Me vi sin salida; hice un esfuerzo para preparar mi fisonomía lo mejor que me fuera posible en tal lance, resuelto en todo caso a ocultar a Óscar lo enorme que era la necedad que cometía haciéndome sus confianzas.

Su padre, que llegó en aquel momento al umbral de la puerta, me libró del tormento a que iba a sujetarme.

-Óscar -dijo don Sebastián desde afuera-: te necesitamos acá -había en el tono de su voz algo que me pareció significar: «eso está ya muy adelantado».

Óscar se figuró que sus asuntos marchaban gloriosamente. De un salto se puso en pie contestando:

-Voy en este momento -y salió.

A no haber yo fingido leer con la mayor calma en aquellos instantes, probablemente se habría acercado a mí, para decirme sonriendo: «En vista de la sorpresa que te preparo, vas a perdonarme el que no te haya dicho nada hasta ahora sobre este asunto»... Mas yo debí de parecerle tan indiferente a lo que pasaba como traté de fingirlo; lo cual fue conseguir mucho.

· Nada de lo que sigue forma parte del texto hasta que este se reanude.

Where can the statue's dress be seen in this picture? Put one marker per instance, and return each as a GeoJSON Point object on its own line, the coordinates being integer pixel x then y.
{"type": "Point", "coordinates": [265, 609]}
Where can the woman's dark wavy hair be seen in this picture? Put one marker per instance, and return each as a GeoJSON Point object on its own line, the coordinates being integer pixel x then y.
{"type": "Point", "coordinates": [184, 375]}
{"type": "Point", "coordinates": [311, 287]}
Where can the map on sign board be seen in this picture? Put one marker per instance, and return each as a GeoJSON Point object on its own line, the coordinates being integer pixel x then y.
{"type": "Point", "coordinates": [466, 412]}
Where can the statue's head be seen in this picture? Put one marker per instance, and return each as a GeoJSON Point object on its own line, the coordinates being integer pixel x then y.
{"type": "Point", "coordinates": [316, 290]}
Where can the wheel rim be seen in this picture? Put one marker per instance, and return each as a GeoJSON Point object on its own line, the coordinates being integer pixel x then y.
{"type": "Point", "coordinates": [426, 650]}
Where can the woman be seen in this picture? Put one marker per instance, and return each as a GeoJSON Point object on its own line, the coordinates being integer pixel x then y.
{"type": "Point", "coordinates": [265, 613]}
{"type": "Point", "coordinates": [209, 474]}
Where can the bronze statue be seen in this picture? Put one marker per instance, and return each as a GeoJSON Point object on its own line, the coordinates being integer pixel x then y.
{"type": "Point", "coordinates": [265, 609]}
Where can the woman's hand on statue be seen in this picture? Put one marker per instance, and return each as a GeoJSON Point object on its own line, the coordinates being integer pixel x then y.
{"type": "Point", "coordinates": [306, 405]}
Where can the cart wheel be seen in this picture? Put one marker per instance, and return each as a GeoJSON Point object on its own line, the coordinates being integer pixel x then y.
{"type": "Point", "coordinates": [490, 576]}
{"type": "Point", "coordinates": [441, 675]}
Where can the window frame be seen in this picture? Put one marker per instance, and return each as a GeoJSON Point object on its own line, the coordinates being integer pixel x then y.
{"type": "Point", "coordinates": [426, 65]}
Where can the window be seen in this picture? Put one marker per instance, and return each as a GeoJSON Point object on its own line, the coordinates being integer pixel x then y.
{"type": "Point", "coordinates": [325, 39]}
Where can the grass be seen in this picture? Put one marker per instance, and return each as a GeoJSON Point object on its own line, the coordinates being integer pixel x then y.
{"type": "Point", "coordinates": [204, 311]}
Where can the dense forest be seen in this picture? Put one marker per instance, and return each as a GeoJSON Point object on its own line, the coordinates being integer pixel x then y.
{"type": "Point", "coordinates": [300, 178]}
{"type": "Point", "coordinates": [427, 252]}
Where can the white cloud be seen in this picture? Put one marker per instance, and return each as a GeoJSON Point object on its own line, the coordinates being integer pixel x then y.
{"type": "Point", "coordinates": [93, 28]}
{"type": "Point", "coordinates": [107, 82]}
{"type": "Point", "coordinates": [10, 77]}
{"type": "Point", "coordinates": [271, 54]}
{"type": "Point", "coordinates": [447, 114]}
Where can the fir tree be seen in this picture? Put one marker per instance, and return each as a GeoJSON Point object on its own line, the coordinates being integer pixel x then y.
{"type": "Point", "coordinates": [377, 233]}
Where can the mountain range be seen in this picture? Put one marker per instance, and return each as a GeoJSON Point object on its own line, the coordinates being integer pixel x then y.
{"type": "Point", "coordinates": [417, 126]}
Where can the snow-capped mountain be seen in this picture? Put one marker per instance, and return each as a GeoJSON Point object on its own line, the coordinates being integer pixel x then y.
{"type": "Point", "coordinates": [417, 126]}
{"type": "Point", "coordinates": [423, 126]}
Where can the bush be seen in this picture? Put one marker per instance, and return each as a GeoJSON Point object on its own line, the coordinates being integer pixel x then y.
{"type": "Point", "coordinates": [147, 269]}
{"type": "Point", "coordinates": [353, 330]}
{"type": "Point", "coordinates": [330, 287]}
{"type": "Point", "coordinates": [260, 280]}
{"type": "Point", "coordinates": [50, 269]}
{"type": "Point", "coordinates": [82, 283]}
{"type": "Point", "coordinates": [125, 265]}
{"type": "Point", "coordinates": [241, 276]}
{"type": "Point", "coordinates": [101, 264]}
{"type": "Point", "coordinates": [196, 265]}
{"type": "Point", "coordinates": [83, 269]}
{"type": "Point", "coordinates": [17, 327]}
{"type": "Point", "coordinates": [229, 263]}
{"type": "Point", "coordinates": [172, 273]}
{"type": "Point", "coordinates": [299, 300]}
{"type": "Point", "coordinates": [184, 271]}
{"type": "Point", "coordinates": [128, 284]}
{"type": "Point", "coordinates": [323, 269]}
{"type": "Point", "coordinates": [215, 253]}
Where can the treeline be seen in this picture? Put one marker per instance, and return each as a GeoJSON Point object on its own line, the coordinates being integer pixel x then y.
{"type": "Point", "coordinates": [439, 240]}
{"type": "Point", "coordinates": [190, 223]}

Por el ruido de las pisadas de la pareja, conocí que entraba al cuarto de mi padre.

No queriendo verme de nuevo en peligro de que Óscar me hablase de sus asuntos, me dirigí a los aposentos de mi madre. Camila se hallaba en el costurero: estaba sentada en una silla de cenchas, de la cual caía espumosa, arregazada a trechos con lazos de cinta celeste, su falda de muselina blanca; la cabellera, sin trenzar aún, rodábale en bucles sobre los hombros. En la alfombra que tenía a los pies, se había quedado dormido Santiago, rodeado de sus juguetes. Ella, con la cabeza ligeramente echada hacia atrás, parecía estar viendo al niño: habiéndosele caído de las manos el linón que cosía, descansaba sobre la alfombra.